Евгений Князев - Наша взбалмошная юность  Прошло уже несколько лет, а ощущение нереальности произошедшего не покидает. Кажется, что через какое-то время Женя вернется, поэтому очень страшно приходить на кладбище и видеть его фотографию…

  Наши теплые отношения начались в училище, со временем мы уже смели называть себя друзьями. Могу сказать без ложного пафоса, что эту дружбу мы пронесли через всю нашу жизнь. Взбалмошная юношеская привязанность слегка сбавила обороты, жизнь брала свое: мы работали в разных театрах, у каждого из нас был свой круг общения, семьи, дети – на прежнюю разудалую жизнь времени уже не оставалось. Может быть, дружба и предполагает бесконечное общение, круглосуточность отношений, возможность сорвать друг друга ночью одним только телефонным звонком, но мы никогда не позволяли себе этого. Женя по природе своей был деликатен и ненавязчив. Мы не теряли друг друга из виду, и основные праздники – дни свадеб, наши дни рождения, дни рождения жен и детей – всегда были общими. А началось все с Щукинского училища. Я старше Дворжецкого на три года, и к моменту поступления в Щуку уже успел окончить Горный институт. Женя же, как известно, в первый раз завалил вступительные экзамены, но то, что он не поступил «с лета», впоследствии заставило его относиться к учебе серьезно. Читал Женька медленно, но всегда проживая и сопереживая, глубоко осознавая прочитанное. Мы учились как проклятые: ходили на все занятия, выполняли все, что от нас требовали, и даже больше – если к самостоятельному показу надо было подготовить две работы, мы делали по три-четыре. Для нас это было нормально, нам на все хватало времени! Ночь – для занятий, а вечерами мы вместе ходили в театры, устраивали пирушки и даже умудрялись подрабатывать. Вначале устроились гардеробщиками в родное Щукинское училище, работали «на подмене». Денег было мало (денег студентам вечно не хватает) – пошли в Институт красоты уборщиками. Можно представить, как мы мыли полы: грязь планомерно размазывали, сырость разводили, а ощущение, что приходили не напрасно, дело сделано. Нас не выгоняли с работы – директриса очень хорошо отнеслась к несчастным студентам, прекрасно понимая, что уборщицы мы аховые – нам выделили черную лестницу, где не ходят посетители, и мы эту лестницу по очереди драили. Продержались на славном поприще целый год, зарабатывали на жизнь и чувствовали себя королями. Кроме прочего, мы с Женей получали повышенную стипендию, то есть были вполне обеспеченными гражданами, по тем временам.

  Женя жил в старом чудном доме на Колхозной площади, у Полины Соломоновны, своей двоюродной бабушки.

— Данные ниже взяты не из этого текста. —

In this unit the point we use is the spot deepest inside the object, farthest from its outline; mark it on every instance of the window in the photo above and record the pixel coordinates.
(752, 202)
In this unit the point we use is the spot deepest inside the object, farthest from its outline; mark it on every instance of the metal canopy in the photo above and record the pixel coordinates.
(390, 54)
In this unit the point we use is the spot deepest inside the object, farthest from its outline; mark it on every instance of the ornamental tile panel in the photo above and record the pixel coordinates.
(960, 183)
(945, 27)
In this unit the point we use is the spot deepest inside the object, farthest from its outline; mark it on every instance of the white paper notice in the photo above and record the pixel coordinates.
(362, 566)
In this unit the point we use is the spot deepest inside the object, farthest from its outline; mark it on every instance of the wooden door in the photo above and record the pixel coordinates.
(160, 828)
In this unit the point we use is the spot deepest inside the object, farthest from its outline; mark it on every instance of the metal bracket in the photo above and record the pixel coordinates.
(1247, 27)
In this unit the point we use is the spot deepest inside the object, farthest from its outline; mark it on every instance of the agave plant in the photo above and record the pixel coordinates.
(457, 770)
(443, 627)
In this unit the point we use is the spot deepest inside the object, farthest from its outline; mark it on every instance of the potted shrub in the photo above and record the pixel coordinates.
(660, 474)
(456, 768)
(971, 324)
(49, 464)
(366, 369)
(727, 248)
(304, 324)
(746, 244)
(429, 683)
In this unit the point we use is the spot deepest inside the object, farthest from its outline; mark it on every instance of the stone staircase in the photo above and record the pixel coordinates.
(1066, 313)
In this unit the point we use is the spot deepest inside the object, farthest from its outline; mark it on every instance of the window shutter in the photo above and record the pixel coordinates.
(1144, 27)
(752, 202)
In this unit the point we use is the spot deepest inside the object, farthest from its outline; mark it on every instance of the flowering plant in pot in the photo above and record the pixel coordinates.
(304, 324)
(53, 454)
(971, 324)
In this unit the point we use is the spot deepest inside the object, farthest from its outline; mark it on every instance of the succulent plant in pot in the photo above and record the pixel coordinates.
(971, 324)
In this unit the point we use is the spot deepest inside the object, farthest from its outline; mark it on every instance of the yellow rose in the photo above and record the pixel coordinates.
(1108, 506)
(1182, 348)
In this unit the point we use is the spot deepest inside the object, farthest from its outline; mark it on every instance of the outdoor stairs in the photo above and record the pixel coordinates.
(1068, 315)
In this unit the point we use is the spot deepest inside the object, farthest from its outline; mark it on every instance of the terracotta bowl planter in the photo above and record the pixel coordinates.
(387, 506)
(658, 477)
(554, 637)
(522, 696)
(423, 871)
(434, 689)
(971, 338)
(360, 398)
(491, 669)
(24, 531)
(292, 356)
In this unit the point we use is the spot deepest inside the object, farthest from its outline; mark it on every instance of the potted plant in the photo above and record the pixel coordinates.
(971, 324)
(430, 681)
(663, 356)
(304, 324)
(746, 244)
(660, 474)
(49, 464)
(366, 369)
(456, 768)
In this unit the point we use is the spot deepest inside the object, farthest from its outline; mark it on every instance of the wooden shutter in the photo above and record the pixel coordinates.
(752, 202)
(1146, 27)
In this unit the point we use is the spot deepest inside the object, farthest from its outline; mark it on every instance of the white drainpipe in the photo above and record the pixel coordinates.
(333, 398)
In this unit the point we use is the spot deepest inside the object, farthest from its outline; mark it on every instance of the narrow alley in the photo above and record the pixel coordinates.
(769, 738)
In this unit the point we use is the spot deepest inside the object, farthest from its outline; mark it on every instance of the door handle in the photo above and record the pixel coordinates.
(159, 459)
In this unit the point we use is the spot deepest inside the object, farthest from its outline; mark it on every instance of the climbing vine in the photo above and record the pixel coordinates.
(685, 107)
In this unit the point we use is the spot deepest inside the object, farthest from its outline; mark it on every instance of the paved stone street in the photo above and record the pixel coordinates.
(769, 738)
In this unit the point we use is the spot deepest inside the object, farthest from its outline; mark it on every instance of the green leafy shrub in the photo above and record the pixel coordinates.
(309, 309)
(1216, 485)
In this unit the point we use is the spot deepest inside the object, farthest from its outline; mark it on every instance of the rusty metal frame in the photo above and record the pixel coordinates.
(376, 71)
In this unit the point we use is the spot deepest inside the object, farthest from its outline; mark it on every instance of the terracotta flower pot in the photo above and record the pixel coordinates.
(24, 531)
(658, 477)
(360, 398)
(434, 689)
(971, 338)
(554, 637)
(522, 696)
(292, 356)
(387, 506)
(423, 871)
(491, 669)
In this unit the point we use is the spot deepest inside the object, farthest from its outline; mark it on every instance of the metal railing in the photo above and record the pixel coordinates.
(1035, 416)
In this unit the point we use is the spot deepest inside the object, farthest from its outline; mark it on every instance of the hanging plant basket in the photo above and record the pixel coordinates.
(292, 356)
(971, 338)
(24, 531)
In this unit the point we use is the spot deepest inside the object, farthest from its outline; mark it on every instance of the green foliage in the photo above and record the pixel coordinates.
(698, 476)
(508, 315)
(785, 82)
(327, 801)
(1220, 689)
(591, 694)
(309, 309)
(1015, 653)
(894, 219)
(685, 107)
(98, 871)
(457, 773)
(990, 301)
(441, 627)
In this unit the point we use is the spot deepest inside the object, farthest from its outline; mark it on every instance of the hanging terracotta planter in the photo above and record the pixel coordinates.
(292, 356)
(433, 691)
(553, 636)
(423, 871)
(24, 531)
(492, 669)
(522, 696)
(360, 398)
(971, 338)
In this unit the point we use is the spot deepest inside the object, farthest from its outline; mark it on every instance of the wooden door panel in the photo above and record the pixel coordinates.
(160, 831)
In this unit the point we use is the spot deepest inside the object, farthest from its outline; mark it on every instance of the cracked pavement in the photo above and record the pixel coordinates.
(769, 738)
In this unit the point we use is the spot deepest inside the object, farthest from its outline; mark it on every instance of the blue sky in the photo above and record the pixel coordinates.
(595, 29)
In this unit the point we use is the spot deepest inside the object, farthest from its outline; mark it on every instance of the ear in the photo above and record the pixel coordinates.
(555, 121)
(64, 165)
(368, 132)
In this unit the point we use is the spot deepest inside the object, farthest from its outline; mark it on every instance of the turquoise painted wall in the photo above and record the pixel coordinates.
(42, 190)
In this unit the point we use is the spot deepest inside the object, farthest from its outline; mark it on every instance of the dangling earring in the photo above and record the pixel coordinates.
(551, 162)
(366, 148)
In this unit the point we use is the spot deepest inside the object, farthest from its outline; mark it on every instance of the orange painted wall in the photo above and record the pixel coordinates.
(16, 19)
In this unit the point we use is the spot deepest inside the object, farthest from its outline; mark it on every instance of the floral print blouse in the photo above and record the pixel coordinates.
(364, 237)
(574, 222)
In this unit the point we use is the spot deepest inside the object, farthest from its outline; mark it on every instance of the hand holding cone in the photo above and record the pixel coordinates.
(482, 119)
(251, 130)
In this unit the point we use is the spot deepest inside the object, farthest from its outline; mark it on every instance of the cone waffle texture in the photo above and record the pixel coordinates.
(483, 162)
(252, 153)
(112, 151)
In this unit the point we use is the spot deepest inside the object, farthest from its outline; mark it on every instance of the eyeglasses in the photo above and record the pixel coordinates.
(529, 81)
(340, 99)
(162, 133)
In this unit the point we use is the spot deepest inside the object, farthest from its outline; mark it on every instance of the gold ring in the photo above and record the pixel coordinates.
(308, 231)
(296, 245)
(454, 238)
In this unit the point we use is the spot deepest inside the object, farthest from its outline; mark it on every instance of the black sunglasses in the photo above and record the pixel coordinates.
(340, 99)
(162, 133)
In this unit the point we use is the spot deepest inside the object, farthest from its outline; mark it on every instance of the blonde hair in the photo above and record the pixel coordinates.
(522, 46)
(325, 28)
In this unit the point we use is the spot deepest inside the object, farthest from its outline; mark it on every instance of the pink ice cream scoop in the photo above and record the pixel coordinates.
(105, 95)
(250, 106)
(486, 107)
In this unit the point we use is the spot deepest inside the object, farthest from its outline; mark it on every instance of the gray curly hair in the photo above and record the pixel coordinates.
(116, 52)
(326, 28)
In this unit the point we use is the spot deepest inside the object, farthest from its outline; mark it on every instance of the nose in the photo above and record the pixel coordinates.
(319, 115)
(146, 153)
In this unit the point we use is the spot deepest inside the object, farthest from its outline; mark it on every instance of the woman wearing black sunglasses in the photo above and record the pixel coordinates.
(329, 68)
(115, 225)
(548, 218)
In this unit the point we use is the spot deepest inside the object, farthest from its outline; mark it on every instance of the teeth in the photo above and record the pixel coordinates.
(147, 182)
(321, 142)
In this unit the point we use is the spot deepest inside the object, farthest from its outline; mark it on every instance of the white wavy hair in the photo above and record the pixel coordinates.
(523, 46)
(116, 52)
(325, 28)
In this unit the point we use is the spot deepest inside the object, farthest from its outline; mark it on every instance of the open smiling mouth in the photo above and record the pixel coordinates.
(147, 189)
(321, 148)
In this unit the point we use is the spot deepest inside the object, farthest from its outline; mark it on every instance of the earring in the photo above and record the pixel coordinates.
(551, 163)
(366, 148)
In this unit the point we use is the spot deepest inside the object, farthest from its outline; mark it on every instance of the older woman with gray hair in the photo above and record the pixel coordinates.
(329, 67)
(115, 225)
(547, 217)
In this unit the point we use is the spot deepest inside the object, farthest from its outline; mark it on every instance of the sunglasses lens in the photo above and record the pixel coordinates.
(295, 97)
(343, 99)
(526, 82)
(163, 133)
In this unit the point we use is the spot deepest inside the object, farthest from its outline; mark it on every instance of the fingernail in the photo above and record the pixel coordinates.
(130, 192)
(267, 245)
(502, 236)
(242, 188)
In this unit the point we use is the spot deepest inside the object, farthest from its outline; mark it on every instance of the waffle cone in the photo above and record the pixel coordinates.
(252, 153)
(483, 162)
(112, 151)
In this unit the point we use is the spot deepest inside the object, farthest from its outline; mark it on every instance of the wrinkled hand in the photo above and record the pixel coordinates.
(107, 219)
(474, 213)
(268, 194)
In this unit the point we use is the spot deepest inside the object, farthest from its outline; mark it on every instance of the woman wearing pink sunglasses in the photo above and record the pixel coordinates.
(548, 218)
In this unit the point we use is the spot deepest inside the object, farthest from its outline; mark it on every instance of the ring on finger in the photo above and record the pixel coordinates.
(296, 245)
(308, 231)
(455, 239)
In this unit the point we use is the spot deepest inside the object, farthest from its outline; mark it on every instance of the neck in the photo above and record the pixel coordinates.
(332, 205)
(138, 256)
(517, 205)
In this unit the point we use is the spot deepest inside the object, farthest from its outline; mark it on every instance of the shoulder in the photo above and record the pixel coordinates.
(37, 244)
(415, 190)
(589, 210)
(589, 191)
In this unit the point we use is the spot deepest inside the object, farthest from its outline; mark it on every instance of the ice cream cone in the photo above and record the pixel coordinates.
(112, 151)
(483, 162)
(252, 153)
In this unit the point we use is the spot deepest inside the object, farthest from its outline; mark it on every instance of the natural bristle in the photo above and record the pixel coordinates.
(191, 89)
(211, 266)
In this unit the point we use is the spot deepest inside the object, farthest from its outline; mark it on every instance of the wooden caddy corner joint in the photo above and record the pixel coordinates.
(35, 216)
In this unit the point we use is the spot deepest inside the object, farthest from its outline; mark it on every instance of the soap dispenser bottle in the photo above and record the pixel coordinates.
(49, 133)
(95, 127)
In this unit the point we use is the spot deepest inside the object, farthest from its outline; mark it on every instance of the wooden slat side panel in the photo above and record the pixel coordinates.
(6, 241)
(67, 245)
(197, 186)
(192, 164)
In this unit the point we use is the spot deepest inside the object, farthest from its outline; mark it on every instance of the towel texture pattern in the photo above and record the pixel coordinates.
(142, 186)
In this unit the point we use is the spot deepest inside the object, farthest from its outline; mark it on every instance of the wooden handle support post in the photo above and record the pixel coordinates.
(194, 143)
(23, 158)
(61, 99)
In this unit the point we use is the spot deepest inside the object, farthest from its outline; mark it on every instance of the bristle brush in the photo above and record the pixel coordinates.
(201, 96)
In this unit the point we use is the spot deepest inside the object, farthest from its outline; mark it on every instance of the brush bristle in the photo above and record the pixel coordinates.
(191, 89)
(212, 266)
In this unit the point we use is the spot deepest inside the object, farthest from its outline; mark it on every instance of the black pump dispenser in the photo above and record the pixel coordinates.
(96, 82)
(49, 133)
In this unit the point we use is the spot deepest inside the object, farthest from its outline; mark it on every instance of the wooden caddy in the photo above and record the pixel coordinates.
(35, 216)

Бабуля была своеобразным экземпляром: необычайно смешная, остроумная, говорила исключительно афоризмами, и поэтому лишний раз повидаться со старушкой было несказанным удовольствием. Вся наша компания старалась как можно чаще бывать у Женьки и Полины Соломоновны в гостях, именно с этой квартирой связано больше всего воспоминаний, мы там очень много времени проводили. Квартира была холостяцкая: кабинет, спальня, через спальню проход в ванную, а кухня вообще отдельно. Наверное, предполагалось, что холостяки в состоянии ходить на крошечную кухоньку через всю лестничную клетку. Степень неухоженности жилища вызывала умиление. Мы с Женькой оторвали однажды обои и увидели там целое семейство маленьких тараканчиков. Стали их подкармливать, крошили хлебушка – проявляли заботу о братьях наших меньших. Потом этих «братьев», по-моему, хлорофосом отравили, но изначально мы проявляли гуманность. Только когда появилась Нина, квартира преобразилась – стало и чисто, и красиво, и ни одного таракана не видно.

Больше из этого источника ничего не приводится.